Denn der Tod ist nicht der romantische Ausgleich aller Ungleichheit, sondern markiert lediglich den Übergang von einer Biographie in die andere, die sich nahezu ungebrochen fortsetzt. (Kittelmann 17)
Um ihr Publikum herbeizulocken, schnalzen einige Wörter verhalten auf, so zufällig, als glitten sie wie entspannte Fische durch ihren abendlichen Teich. Vor unserem spontan einberufenen Plenum sitzt nun ganz bestimmt keine dickliche Klein-Suse, die eine aus seelischer Mattheit geborene uninspirierte, geradezu lahme Geschichte über die Geschwister aufs Papier herunterdudelt, möglichst zudem auf Geheiß einer dies fordernden Bildungsanstalt, sondern die schöpferischen Kinder wollen ihre ureigene Biographie selbst hervorbringen.

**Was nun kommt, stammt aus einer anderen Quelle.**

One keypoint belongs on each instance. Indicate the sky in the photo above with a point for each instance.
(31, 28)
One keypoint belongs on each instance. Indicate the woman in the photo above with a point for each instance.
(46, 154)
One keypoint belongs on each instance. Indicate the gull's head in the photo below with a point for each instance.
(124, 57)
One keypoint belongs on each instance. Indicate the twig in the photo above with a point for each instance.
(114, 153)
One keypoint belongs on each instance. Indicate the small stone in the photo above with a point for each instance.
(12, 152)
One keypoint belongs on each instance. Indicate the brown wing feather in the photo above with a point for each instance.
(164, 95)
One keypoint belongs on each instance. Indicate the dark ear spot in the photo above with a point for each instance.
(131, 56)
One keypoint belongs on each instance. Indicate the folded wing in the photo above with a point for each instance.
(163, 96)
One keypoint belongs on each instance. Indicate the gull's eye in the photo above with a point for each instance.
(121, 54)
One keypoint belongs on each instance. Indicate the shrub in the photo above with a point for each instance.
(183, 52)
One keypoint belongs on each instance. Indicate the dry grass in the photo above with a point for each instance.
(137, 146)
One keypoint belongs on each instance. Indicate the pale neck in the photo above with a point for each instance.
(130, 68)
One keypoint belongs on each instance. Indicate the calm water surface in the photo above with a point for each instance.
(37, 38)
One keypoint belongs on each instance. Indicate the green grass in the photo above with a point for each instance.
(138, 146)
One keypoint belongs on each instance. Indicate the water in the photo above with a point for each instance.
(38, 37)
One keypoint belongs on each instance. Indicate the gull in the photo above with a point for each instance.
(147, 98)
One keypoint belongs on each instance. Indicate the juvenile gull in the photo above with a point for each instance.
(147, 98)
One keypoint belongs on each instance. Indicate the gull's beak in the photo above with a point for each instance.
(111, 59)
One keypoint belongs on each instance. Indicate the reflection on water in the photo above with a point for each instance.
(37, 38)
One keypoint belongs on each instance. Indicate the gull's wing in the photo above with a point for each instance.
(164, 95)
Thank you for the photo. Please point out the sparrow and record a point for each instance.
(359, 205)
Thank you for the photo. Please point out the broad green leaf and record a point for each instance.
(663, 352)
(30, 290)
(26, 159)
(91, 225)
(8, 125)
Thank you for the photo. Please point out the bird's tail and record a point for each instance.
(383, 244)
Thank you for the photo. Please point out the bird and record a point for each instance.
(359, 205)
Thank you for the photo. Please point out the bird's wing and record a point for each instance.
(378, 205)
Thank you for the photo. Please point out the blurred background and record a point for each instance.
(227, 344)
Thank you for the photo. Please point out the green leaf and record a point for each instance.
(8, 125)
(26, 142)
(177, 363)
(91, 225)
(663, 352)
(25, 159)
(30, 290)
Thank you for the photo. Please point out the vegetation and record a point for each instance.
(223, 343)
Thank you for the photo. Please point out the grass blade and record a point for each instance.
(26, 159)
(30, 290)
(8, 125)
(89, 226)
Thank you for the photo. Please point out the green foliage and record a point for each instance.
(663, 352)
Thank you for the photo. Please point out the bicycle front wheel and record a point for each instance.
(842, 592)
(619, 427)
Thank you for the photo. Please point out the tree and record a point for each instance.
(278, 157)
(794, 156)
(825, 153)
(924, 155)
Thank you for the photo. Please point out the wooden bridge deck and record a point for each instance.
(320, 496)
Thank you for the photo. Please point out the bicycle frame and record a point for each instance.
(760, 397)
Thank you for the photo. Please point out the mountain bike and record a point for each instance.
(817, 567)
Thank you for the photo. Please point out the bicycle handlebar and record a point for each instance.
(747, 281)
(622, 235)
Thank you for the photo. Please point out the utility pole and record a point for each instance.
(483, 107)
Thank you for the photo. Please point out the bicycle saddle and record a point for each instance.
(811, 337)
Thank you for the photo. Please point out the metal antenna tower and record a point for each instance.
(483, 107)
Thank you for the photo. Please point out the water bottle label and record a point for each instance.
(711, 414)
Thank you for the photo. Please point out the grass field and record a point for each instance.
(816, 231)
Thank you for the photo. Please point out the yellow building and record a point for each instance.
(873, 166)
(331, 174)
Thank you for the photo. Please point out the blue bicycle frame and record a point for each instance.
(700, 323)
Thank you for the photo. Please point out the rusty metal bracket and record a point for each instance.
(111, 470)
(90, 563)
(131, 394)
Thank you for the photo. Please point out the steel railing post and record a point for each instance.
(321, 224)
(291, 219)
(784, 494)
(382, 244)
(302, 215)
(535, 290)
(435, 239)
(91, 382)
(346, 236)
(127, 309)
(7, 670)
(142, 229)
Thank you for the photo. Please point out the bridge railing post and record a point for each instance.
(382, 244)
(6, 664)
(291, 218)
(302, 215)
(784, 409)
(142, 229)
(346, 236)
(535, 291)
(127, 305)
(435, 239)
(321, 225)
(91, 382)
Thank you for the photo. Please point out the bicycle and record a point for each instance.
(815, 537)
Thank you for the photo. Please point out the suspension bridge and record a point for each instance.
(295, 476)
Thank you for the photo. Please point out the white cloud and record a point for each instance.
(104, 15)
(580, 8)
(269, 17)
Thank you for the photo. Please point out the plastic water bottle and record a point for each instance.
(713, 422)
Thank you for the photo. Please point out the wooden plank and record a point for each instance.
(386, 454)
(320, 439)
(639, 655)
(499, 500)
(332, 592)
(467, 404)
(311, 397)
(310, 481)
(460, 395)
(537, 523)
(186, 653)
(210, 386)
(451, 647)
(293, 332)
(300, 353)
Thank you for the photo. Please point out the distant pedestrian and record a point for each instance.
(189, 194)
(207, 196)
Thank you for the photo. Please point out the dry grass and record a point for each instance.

Sie holen sich himmelwärts Rat. Denn Gott hatte einst genau das gleiche Problem wie sie. Und er hatte es gelöst.
Gott war alles und alles kann sich selbst nicht sehen. Er war überall zugegen. So fand ihn sein Wille, legte sich dynamisch entlang winziger Kräftegradienten exakter Träumereien bis er seinem Gott solcherart schlängelnd begegnete. Dieses Treffen gab den ersten Augenblick der Welt frei in Form der Ausgangslage: ein Etwas war als Tiefe ohne Masse mit Wasser umgeben entstanden und lag als riesige und schwarze Linse prallvollen Abwartens in Dunkelheit; so formte sich ein Schöpfer sein neues und eigenes Draußen, entwarf Form: weil sein Geist darüber hin schweben konnte.
Als nächstes schenkte ein namenloses Leuchten einen vagen Blick für Gottes Auge her, dann wurde eine Grenze gezogen und die erste Dunkelheit konnte als die Erste Nacht benannt werden. Nachdem die Erste Nacht und ein zweites Leuchten vergangen waren hat sich der Erste Tag komplett mit Abend und Morgen auf stiller Bühne aufgeführt gehabt.
Es lauert der permanente Verdacht gleichsam als helles Gesicht eines überpünktlich erscheinenden Souffleurs am Bühnenrand, seitlich der einzigen beiden Zuschauer, dass alle Augenblicke aus einem einzigen Moment entstammen. Und damit alle Augenblicke nicht wieselflink wieder in diesen einen Moment zurückfinden und verschwinden können, hat Gott die Nächte und Tage erfunden.
Die zweite von Gottes Wille geleitete Trennung geht mittels erster erschaffener Masse (die Feste) durch die Wasser und ergibt den Himmel; der zweite Tag vollendet sich, Himmel und Wasser sind nie mehr eins. Erst jetzt, im Verlauf des zweiten Tages, befiehlt Gott den Wassern sich zu sammeln, eine neuerliche Grenze zu ziehen; dem Wasser, dem Meer wird die trockene Feste gegenüber gestellt. Sie benennt Gott als die Erde. Der dritte Tag entsteht durch Gottes Wille und es ergeht sein Befehl an die trockenen Gebiete der Erde: Pflanzen sollen hervorgebracht werden. Dies geschieht. Worte der Liebe:
„Stein-Quendel:
Eine 1-2jährige, 10-30 cm hohe Pflanze mit aufsteigenden Stengeln, kleinen, eiförmigen, gesägten Blättern und hellvioletten Blüten, die eine flache Oberlippe haben und zu 6 in Scheinquirlen stehen. Ihr Kelch ist am Grunde sackförmig erweitert und zur Fruchtzeit geschlossen.